Assessment & Research

Assessing observer accuracy in continuous recording of rate and duration: three algorithms compared.

Mudford et al. (2009) · Journal of applied behavior analysis 2009
★ The Verdict

Pick time-window IOA for high-rate or long-duration behaviors until automated sensors take over.

✓ Read this if BCBAs who train staff to collect rate or duration data in clinic or classroom settings.
✗ Skip if Practitioners already using motion sensors or AI to track behavior.

01Research in Context

01

What this study did

The team pitted three ways to check observer agreement against each other.

They used the same video clips and ran exact agreement, block-by-block, and time-window formulas.

The goal was to see which math trick best spots when two people press stopwatches at nearly the same time.

02

What they found

No formula won every round.

Exact agreement punished fast or long behaviors too hard.

Block-by-block and time-window sometimes looked better than they really were.

03

How this fits with other research

Bigby et al. (2009) review shows most papers pick one of these three formulas without testing them first.

Gilchrist et al. (2018) and Maharaj et al. (2020) skip the math fight by letting accelerometers and Kinect count for us.

Their gadgets hit over 90% match with humans, hinting that good hardware may soon make the old formula debate moot.

04

Why it matters

You still need to pick an IOA formula for today’s session.

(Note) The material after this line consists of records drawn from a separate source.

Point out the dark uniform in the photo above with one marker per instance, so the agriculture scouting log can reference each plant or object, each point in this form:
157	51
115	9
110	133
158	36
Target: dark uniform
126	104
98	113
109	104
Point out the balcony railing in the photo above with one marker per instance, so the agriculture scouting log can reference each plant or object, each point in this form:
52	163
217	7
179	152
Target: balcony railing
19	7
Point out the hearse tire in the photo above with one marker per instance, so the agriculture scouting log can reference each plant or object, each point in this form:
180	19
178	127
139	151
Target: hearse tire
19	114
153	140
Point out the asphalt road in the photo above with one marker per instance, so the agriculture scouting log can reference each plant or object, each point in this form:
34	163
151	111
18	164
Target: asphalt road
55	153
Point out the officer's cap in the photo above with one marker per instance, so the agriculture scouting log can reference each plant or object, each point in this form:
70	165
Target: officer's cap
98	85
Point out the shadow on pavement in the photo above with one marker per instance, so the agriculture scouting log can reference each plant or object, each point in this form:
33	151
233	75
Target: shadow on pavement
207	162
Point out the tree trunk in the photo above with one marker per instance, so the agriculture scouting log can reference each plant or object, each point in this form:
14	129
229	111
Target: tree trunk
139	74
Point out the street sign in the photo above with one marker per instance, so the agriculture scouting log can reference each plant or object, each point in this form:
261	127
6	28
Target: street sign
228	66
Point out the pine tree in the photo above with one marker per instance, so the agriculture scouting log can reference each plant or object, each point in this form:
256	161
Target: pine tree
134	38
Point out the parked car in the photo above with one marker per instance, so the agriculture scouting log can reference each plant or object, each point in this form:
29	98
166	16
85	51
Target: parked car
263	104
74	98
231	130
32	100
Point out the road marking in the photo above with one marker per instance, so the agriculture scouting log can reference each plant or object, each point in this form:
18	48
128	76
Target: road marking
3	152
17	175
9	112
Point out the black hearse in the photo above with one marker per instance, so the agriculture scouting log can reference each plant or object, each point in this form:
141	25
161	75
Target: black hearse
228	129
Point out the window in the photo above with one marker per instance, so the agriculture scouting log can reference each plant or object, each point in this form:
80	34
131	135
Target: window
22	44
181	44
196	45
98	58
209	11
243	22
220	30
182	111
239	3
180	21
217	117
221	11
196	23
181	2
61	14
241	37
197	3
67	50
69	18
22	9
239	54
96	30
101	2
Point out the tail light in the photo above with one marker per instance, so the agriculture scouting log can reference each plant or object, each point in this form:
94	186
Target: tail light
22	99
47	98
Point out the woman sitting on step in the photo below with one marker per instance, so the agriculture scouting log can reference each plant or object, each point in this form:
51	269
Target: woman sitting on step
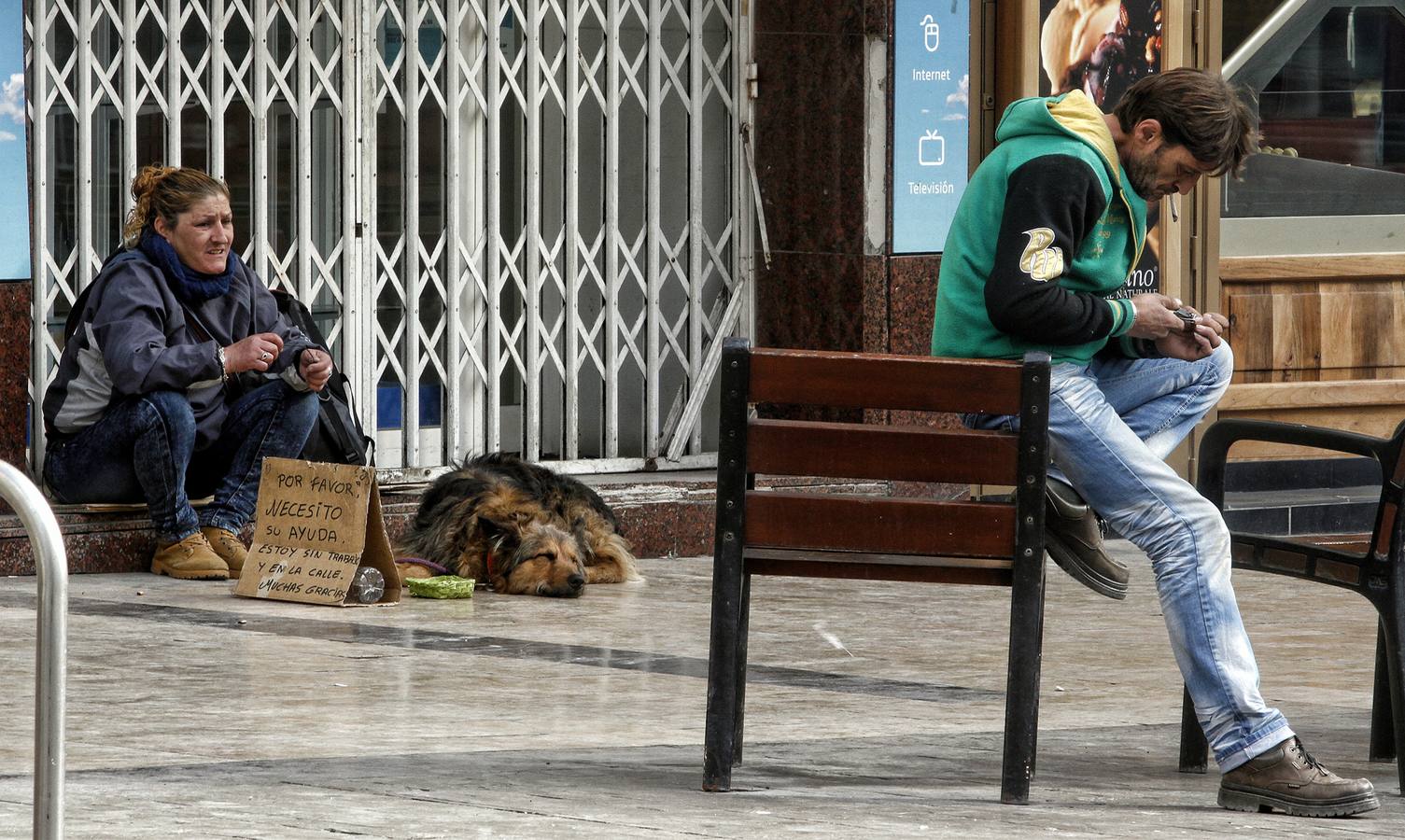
147	405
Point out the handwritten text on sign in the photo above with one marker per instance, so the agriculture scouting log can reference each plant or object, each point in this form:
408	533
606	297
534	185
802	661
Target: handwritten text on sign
314	506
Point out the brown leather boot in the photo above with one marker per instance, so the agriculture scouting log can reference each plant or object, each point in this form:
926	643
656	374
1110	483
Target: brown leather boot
230	548
190	559
1075	541
1290	780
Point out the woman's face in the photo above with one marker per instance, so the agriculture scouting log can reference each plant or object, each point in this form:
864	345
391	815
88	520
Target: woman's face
201	235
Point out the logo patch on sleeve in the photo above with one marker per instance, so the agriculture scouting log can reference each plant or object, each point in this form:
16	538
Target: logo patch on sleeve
1040	260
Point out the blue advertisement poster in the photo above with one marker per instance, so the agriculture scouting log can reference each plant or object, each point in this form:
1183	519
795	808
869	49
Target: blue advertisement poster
931	119
14	180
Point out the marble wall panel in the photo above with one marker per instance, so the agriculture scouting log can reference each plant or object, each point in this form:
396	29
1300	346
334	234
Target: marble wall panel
809	152
14	372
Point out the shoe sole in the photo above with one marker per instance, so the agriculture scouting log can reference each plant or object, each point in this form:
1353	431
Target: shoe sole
158	567
1237	800
1068	561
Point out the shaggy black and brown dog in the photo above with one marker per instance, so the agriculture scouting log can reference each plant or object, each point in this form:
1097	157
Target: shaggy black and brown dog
517	527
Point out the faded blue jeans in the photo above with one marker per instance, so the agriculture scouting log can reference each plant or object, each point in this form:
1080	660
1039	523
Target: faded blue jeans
144	450
1112	425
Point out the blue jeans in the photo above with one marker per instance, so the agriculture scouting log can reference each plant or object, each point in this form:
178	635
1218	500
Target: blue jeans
144	450
1112	425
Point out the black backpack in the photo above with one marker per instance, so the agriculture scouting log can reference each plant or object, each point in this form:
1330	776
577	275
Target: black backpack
339	436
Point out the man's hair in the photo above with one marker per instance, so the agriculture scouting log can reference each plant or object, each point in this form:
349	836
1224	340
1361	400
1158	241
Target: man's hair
1196	110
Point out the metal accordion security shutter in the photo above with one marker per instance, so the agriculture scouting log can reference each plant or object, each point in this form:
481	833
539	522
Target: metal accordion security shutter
517	222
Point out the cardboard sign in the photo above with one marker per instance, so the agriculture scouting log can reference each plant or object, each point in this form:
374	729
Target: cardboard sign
316	525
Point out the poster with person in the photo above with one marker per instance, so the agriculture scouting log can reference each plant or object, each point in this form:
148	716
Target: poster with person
1102	47
14	178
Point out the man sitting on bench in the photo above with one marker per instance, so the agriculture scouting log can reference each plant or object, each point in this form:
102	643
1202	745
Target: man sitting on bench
1067	191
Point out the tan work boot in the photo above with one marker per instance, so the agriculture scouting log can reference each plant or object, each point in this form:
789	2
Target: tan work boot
230	548
190	559
1290	780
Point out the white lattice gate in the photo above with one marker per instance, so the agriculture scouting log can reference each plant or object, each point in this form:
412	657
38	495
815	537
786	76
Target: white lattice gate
516	219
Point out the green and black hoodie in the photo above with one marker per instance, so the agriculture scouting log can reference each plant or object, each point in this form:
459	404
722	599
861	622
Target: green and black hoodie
1046	232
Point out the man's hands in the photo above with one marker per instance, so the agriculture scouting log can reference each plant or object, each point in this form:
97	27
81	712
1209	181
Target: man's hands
1157	319
315	369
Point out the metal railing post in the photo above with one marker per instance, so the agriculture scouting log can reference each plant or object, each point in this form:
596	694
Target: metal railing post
52	648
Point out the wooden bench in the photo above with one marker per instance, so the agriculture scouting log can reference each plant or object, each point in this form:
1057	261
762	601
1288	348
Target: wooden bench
815	534
1368	564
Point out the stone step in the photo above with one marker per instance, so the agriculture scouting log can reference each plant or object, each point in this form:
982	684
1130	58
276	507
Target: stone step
662	514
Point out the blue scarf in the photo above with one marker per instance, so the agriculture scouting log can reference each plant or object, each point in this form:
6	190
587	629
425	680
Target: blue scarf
190	286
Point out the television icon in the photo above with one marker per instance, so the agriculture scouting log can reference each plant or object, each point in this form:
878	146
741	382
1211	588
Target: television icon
932	149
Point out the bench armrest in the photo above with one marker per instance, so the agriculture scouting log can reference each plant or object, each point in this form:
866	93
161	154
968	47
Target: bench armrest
1223	434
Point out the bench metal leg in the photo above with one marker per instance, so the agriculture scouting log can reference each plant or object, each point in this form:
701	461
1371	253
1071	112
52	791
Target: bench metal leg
724	669
1193	745
1021	694
1393	626
742	623
1383	725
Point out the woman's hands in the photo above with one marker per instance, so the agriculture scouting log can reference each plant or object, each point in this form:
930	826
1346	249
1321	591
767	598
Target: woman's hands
255	353
260	352
315	369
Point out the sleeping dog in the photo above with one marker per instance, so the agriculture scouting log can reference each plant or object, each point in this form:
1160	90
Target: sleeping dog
517	527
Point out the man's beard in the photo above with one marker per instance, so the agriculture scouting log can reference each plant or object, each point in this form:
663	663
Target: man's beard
1143	170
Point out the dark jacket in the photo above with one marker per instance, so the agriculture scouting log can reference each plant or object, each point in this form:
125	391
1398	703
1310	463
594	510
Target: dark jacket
135	337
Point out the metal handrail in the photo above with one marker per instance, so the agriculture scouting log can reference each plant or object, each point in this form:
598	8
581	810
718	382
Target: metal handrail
52	650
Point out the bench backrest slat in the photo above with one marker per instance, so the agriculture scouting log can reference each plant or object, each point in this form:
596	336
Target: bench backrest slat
879	525
893	453
882	381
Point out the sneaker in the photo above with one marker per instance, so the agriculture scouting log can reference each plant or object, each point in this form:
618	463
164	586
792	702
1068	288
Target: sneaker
1290	780
190	559
1074	539
230	548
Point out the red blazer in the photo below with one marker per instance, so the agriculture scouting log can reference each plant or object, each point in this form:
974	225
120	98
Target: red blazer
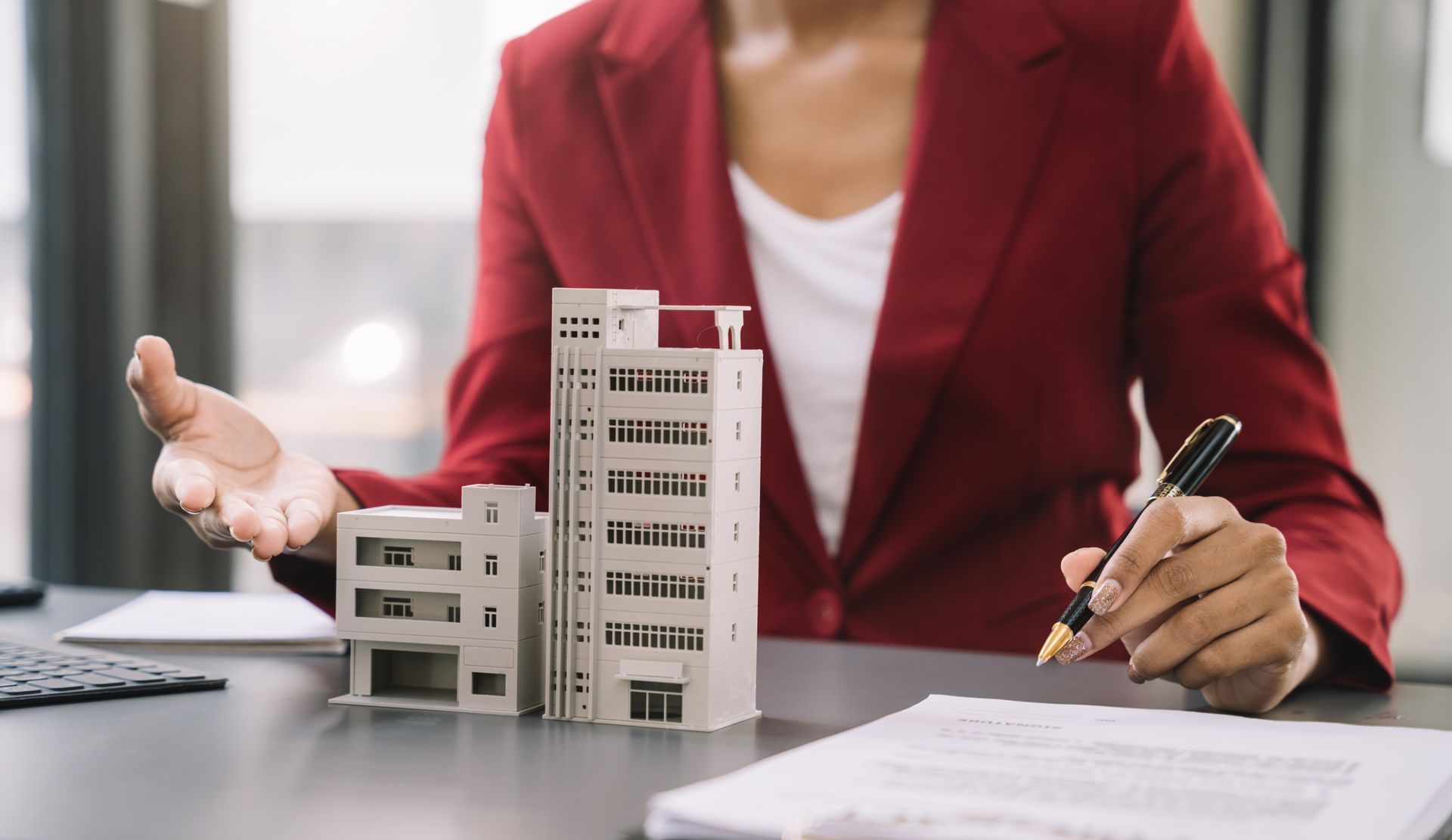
1082	209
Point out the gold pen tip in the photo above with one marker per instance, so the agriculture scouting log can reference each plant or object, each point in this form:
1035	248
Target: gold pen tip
1057	639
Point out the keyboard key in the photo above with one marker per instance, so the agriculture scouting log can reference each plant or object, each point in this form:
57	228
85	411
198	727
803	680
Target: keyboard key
131	675
98	679
58	685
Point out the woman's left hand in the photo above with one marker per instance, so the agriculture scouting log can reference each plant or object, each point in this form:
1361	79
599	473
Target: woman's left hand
1205	598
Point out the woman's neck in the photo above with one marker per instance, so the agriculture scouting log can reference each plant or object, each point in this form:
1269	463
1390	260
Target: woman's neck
814	23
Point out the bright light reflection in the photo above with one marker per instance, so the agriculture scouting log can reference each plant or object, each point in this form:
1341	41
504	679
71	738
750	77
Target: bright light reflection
15	393
372	352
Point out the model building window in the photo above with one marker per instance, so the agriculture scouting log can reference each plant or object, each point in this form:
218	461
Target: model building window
655	701
399	556
642	431
678	587
655	483
656	636
489	683
655	535
658	380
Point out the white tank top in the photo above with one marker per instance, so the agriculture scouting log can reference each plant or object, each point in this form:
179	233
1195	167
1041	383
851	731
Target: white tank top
821	285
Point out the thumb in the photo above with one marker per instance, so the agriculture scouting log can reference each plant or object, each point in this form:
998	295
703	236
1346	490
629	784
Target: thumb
1078	565
153	379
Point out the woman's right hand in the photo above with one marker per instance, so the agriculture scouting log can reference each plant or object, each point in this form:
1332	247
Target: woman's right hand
224	470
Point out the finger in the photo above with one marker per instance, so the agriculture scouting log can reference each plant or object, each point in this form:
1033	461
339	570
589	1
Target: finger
1274	640
272	535
304	522
1159	528
1199	623
1082	644
1208	565
238	518
1078	565
183	485
162	396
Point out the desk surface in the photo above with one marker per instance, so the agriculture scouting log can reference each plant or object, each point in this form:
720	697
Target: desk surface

If the behavior is quick or lasts a long time, start with time-window; it is the least likely to cry foul.

While you wait for cheap wearables to land in your clinic, keep reporting which formula you used so later teams can compare.

Free CEUs

Want CEUs on This Topic?

The ABA Clubhouse has 60+ free CEUs — live every Wednesday. Ethics, supervision & clinical topics.

Join Free →
→ Action — try this Monday

Switch your next high-rate behavior sheet to 10-s time-window IOA and note the difference.

02At a glance

Intervention
not applicable
Design
other
Sample size
12
Population
not specified
Finding
inconclusive

03Original abstract

The three algorithms most frequently selected by behavior-analytic researchers to compute interobserver agreement with continuous recording were used to assess the accuracy of data recorded from video samples on handheld computers by 12 observers. Rate and duration of responding were recorded for three samples each. Data files were compared with criterion records to determine observer accuracy. Block-by-block and exact agreement algorithms were susceptible to inflated agreement and accuracy estimates at lower rates and durations. The exact agreement method appeared to be overly stringent for recording responding at higher rates (23.5 responses per minute) and for higher relative duration (72% of session). Time-window analysis appeared to inflate accuracy assessment at relatively high but not at low response rate and duration (4.8 responses per minute and 8% of session, respectively).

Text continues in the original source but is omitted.